Nach abgelaufener Rot-Sperre wieder dabei: Orkay Güclü.
Nach abgelaufener Rot-Sperre wieder dabei: Orkay Güclü.
Foto: WAZ FotoPool
Was wir bereits wissen
Fußball-Bezirksligist PSV Lackhausen II ist gegen den RSV Praest zum Siegen verdammt. Denn sonst wird dies wohl für längere Zeit das letzte Bezirksliga-Heimspiel sein.

Wesel..  Unter der Woche wurde Polat Aydin vom PSV Lackhausen mitgeteilt, dass er nicht mehr die A-Jugend betreut, die er durch die Hintertüre zur Relegation in die Niederrheinliga geführt hatte. Am Sonntag soll Aydin als Interimscoach der Reserve (14. Platz/33 Punkte) mit einem Heimsieg gegen den RSV Praest (9./40) die Hoffnung am Leben erhalten, doch noch die Fußball-Bezirksliga halten zu können.

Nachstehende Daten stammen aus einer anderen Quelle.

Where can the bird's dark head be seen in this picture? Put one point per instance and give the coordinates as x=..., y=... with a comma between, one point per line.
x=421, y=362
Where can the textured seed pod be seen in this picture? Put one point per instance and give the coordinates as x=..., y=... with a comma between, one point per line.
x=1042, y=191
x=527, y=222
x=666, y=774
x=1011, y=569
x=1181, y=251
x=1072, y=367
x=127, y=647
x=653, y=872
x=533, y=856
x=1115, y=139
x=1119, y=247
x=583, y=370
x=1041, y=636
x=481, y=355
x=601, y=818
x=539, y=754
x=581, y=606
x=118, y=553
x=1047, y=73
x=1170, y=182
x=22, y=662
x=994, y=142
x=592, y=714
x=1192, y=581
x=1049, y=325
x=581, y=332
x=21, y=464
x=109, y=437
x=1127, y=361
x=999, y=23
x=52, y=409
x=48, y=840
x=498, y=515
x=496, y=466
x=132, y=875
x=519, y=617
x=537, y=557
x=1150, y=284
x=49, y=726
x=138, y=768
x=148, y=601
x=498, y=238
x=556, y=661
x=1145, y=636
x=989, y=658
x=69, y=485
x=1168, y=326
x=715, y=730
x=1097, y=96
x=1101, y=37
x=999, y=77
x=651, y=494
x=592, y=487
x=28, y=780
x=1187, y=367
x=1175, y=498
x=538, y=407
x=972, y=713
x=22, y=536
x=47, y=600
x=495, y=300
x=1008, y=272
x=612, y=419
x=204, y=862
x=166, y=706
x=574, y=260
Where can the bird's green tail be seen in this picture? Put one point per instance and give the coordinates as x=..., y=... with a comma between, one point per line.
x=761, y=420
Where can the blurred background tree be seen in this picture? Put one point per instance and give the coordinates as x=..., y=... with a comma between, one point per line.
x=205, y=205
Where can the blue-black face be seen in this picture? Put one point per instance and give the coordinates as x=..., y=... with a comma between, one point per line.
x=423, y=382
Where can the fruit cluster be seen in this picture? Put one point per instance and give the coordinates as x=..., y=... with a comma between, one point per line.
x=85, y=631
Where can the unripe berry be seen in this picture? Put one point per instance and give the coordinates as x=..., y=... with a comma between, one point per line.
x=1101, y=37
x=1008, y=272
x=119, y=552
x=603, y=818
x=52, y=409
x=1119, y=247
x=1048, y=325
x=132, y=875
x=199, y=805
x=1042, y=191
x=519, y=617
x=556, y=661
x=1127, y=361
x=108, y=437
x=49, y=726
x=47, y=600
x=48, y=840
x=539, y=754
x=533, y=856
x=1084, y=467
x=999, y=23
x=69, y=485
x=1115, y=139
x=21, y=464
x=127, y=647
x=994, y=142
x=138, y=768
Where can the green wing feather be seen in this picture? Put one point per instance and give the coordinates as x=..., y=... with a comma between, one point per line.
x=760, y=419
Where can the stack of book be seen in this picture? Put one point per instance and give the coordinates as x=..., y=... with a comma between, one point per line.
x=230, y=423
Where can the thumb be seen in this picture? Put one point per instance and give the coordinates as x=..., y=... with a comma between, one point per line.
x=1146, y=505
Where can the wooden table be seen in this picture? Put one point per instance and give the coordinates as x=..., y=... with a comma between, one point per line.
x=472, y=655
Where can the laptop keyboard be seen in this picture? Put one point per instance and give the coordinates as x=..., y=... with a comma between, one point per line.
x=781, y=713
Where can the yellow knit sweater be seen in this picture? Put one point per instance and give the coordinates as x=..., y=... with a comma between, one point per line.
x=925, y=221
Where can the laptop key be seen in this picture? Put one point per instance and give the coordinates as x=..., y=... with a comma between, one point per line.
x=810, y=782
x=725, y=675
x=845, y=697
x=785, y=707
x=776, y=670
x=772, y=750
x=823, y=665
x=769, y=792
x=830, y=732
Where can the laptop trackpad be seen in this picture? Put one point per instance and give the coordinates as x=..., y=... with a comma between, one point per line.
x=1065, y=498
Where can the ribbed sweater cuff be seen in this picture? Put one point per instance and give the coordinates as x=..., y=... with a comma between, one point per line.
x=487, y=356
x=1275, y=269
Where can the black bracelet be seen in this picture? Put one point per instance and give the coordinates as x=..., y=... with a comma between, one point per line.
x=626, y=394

„Was hier zuletzt gelaufen ist, fand ich nicht in Ordnung, aber darum geht es jetzt nicht“, sagt der 50-Jährige. „Ich bin guter Dinge, dass wir Praest schlagen können und somit hoffentlich am letzten Spieltag noch eine Chance haben, drin zu bleiben.“

Aydin sieht bei seiner Elf in den letzten Wochen große Fortschritte. Er erkennt mehr Selbstvertrauen, da die Kicker körperlich besser drauf sind. Vorher hätten sie sich auf dem Platz teilweise versteckt. „Wir trainieren richtig gut und es macht Spaß“, so Aydin. Das liegt auch daran, dass der PSV-Reserve auf der Zielgeraden die A-Jugendlichen des älteren Jahrgangs als Alternativen zur Verfügung stehen. Lediglich für Enrico Floris ist mit seiner Bänderdehnung die Saison bereits beendet. Der Einsatz von Berkay Kürekci ist aufgrund einer leichten Prellung ungewiss. „Wir sind auch spielstärker geworden. Dazu kommt Orkay Güclü nach seiner Sperre, so dass wir noch mehr Möglichkeiten haben.“

Für die Praester ist es bereits das letzte Saisonspiel. Für den sicheren Klassenerhalt müssen sie am Molkereiweg gewinnen. Bei einem Remis dürfte dem RSV das gute, ausgeglichene Torverhältnis zur Hilfe kommen. Bei einer Niederlage allerdings könnte die Mannschaft von Trainer Roland Kock am letzten Spieltag nach derzeitigem Stand noch von vier Teams überholt werden. Drei würden den RSV-Abstieg bedeuten.

„Wir müssen knallhart auf Sieg spielen, dürfen uns aber nicht provozieren lassen“, mahnt Polat Aydin zur Ruhe. Bei einer Niederlage und selbst bei einem Remis hätte sich das Thema Bezirksliga für den PSV-Unterbau nicht zwingend, aber mit großer Wahrscheinlichkeit bereits vor dem Saisonfinale erledigt.